Looks like it’s official: Come 2012, California governor Jerry Brown is gonna try to trick voters into approving one of the most brazen water heists in American history. Gov. Brown’s plan would give control over a huge chunk of Northern California’s water supply to a handful of billionaire Central Valley plantation owners and Southern California real estate developers, allowing them to use even more of the state’s over-tapped water supply, a shared public resource, as a private commodity that they can then turn around and sell on the open market for huge easy profits.
While I took my eye off the California water beat the past few months, the Sacramento Bee reported this shocking detail, buried in a story on Brown’s plan to build a high speed rail:
The rail project is one of two major infrastructure projects on Brown’s agenda. He said today that he will have a plan for the other project – a peripheral canal or other way to move water through or around the Delta – within a year.

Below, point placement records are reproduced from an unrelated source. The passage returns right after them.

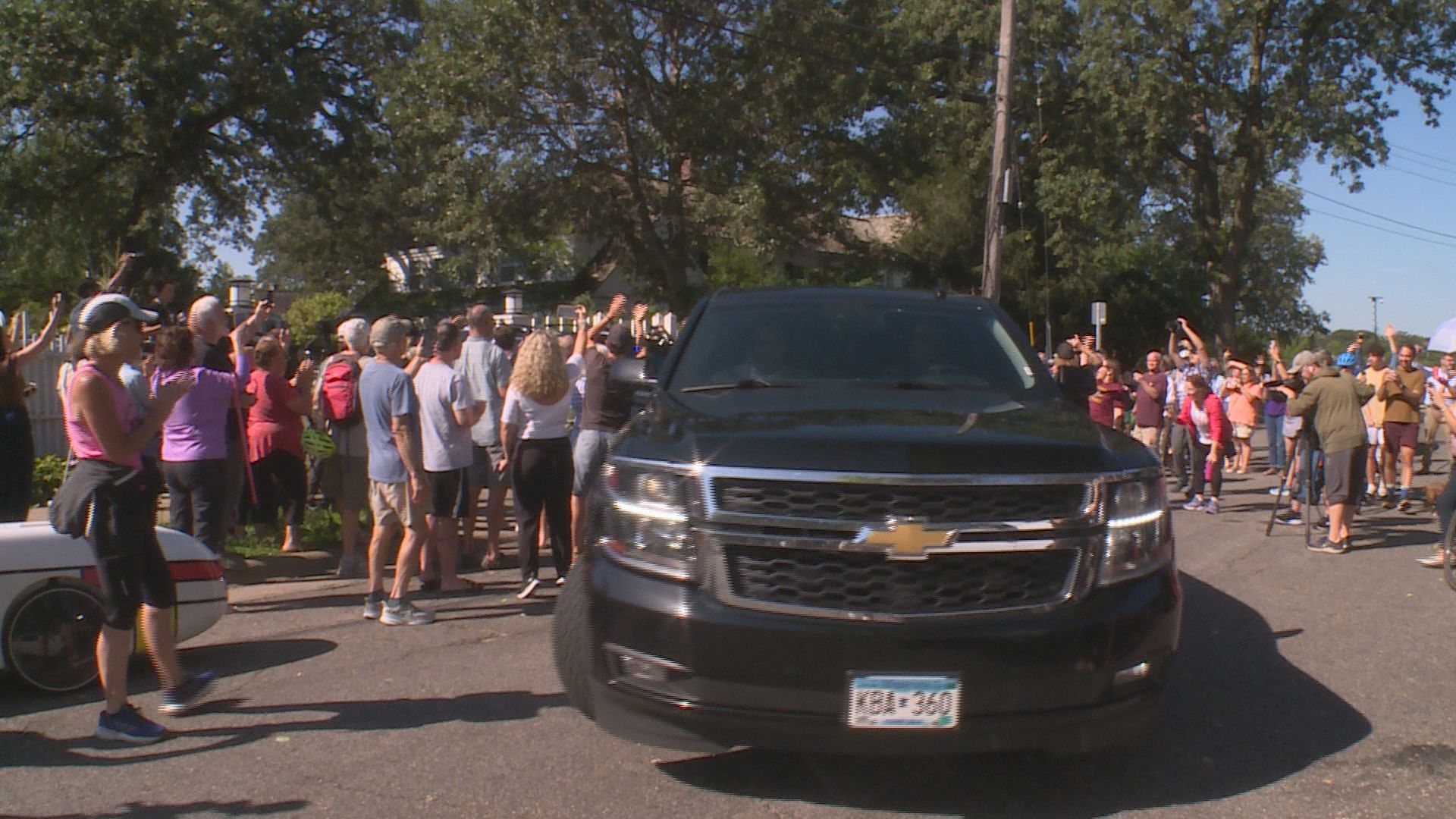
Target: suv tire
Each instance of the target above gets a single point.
(571, 642)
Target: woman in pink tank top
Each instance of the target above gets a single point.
(108, 436)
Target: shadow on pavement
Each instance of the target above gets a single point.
(1238, 717)
(36, 751)
(226, 659)
(152, 811)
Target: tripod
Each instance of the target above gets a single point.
(1304, 445)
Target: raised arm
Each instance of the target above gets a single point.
(1199, 349)
(47, 334)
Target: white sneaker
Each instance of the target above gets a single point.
(529, 589)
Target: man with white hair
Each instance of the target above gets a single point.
(398, 490)
(487, 369)
(344, 475)
(209, 324)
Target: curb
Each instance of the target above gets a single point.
(284, 566)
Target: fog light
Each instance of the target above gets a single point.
(1133, 673)
(644, 668)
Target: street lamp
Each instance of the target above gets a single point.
(1375, 314)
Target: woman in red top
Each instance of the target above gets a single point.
(1106, 406)
(275, 439)
(1209, 435)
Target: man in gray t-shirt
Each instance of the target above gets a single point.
(398, 493)
(487, 371)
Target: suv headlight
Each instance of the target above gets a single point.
(1139, 537)
(647, 525)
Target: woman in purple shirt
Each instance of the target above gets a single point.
(194, 445)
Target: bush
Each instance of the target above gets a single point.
(50, 471)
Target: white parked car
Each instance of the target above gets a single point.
(50, 601)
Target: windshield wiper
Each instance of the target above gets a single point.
(919, 385)
(745, 384)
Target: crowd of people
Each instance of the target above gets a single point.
(417, 425)
(1341, 430)
(425, 428)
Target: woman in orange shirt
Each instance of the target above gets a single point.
(1242, 392)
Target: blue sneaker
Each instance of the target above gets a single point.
(128, 725)
(177, 701)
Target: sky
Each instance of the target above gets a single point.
(1408, 265)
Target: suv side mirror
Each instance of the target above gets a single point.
(632, 372)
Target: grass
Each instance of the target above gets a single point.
(319, 531)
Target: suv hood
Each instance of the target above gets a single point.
(877, 430)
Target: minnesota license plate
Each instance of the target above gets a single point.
(905, 701)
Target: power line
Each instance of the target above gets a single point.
(1381, 228)
(1419, 175)
(1448, 161)
(1376, 215)
(1432, 165)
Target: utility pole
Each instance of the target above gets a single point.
(1001, 148)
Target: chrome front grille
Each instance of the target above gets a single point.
(874, 503)
(797, 542)
(870, 583)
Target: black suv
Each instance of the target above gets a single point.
(862, 521)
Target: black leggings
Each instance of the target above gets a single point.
(283, 482)
(197, 493)
(17, 463)
(542, 472)
(1200, 463)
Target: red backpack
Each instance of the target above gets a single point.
(340, 392)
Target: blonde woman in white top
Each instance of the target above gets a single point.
(538, 449)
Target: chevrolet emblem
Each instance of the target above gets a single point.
(905, 539)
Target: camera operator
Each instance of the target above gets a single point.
(1332, 400)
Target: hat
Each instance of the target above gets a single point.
(386, 331)
(108, 309)
(619, 340)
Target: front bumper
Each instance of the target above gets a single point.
(745, 678)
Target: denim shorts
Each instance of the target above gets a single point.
(587, 457)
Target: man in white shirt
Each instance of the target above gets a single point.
(447, 410)
(487, 369)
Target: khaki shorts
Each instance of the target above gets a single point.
(1147, 436)
(344, 480)
(391, 506)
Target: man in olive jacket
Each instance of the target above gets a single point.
(1332, 400)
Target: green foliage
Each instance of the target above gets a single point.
(50, 471)
(316, 312)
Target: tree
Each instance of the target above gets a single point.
(121, 121)
(1218, 102)
(657, 124)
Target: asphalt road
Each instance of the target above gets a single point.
(1307, 686)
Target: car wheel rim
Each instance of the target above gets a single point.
(52, 642)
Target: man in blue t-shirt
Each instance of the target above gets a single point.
(398, 491)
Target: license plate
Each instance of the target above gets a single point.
(905, 701)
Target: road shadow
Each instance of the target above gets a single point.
(153, 811)
(36, 751)
(226, 659)
(1238, 717)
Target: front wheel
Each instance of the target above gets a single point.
(50, 637)
(571, 640)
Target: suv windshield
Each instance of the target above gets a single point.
(861, 341)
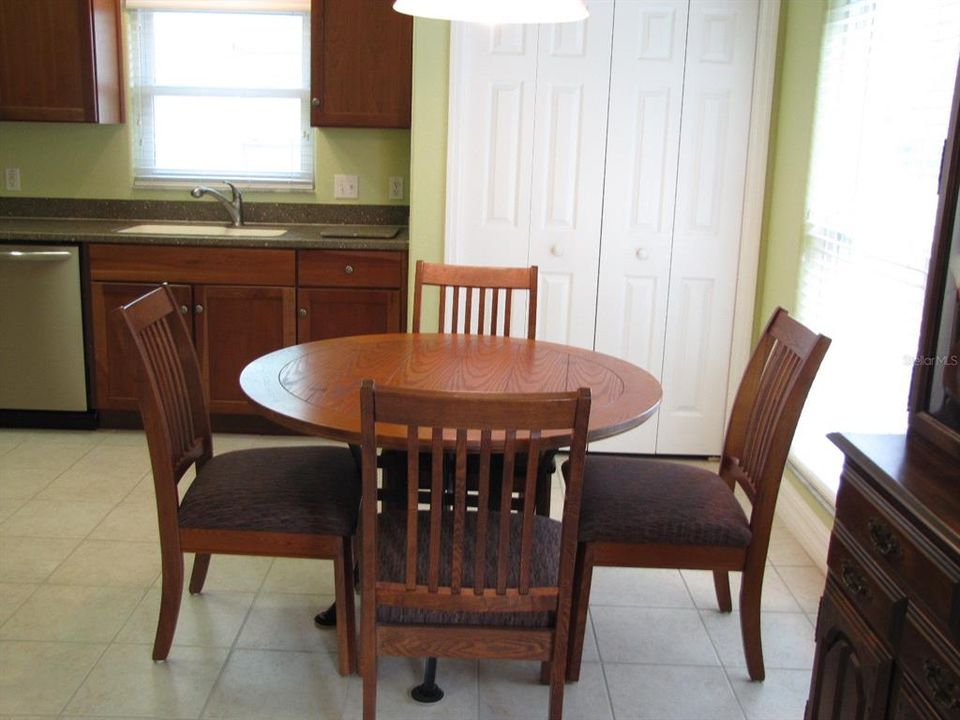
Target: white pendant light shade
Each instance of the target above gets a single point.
(496, 12)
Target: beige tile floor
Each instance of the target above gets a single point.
(79, 579)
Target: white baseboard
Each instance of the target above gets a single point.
(805, 525)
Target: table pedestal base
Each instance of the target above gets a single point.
(428, 691)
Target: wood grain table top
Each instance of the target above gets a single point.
(315, 387)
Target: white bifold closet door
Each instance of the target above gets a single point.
(612, 153)
(679, 119)
(528, 117)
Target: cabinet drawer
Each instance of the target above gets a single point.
(351, 268)
(920, 570)
(933, 666)
(199, 265)
(882, 606)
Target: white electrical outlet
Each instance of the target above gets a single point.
(346, 187)
(11, 178)
(396, 187)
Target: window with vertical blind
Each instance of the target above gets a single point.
(220, 89)
(883, 102)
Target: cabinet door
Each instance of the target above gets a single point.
(711, 175)
(59, 61)
(115, 366)
(234, 325)
(327, 313)
(851, 670)
(361, 54)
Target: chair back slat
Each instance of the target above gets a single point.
(483, 512)
(413, 496)
(170, 391)
(766, 411)
(459, 511)
(506, 503)
(466, 291)
(456, 552)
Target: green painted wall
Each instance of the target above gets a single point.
(428, 166)
(801, 31)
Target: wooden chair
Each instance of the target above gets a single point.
(471, 301)
(469, 582)
(289, 501)
(649, 513)
(466, 284)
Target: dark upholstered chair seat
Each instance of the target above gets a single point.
(392, 566)
(311, 490)
(640, 501)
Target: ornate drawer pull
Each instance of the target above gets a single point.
(853, 580)
(884, 541)
(944, 690)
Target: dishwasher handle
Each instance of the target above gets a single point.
(34, 255)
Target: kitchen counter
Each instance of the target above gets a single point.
(297, 236)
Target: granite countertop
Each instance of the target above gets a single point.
(297, 236)
(45, 220)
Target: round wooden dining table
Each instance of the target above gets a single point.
(314, 387)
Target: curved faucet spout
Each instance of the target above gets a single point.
(233, 204)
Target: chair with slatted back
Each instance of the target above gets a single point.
(462, 581)
(473, 300)
(649, 513)
(285, 501)
(476, 300)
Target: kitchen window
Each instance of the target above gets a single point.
(885, 84)
(221, 91)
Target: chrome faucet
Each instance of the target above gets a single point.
(233, 205)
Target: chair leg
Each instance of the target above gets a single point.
(201, 561)
(346, 620)
(721, 583)
(368, 665)
(750, 624)
(582, 577)
(171, 593)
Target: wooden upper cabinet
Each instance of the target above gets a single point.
(360, 65)
(60, 61)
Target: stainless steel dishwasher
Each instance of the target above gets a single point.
(42, 365)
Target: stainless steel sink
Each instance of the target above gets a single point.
(207, 230)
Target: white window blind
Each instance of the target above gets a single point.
(883, 100)
(221, 94)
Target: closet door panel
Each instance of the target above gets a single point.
(721, 43)
(491, 154)
(568, 159)
(646, 89)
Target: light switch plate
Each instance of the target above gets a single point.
(346, 187)
(396, 187)
(11, 178)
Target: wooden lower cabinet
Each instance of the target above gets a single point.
(888, 632)
(851, 669)
(239, 304)
(234, 325)
(328, 313)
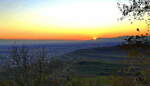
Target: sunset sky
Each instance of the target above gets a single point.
(63, 19)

What’s a “peripheral canal”? It’s a massive, multi-billion dollar aqueduct that has been a dream-project of California’s oligarchy for a long, long time. The reason: it would give a few billionaire farmers and real estate developers—the two most powerful interests in the state—a new and exclusive way to tap into Northern California’s vast water supply, and pipe it down south via the 700-mile California Aqueduct, handing an unprecedented amount of water-commodity wealth to the state’s megarich. On top of expanding their farm holdings and fueling future real estate developments in the southlands, the peripheral canal will be a key part of a long-term strategy by powerful interests to lay down infrastructure that would enable the creation of a full-fledged “water market” and allow these interests to privatize and sell state water to the highest bidder on the open market, just like any other commodity—and they’d get ahold of this commodity all at the taxpayers’ expense.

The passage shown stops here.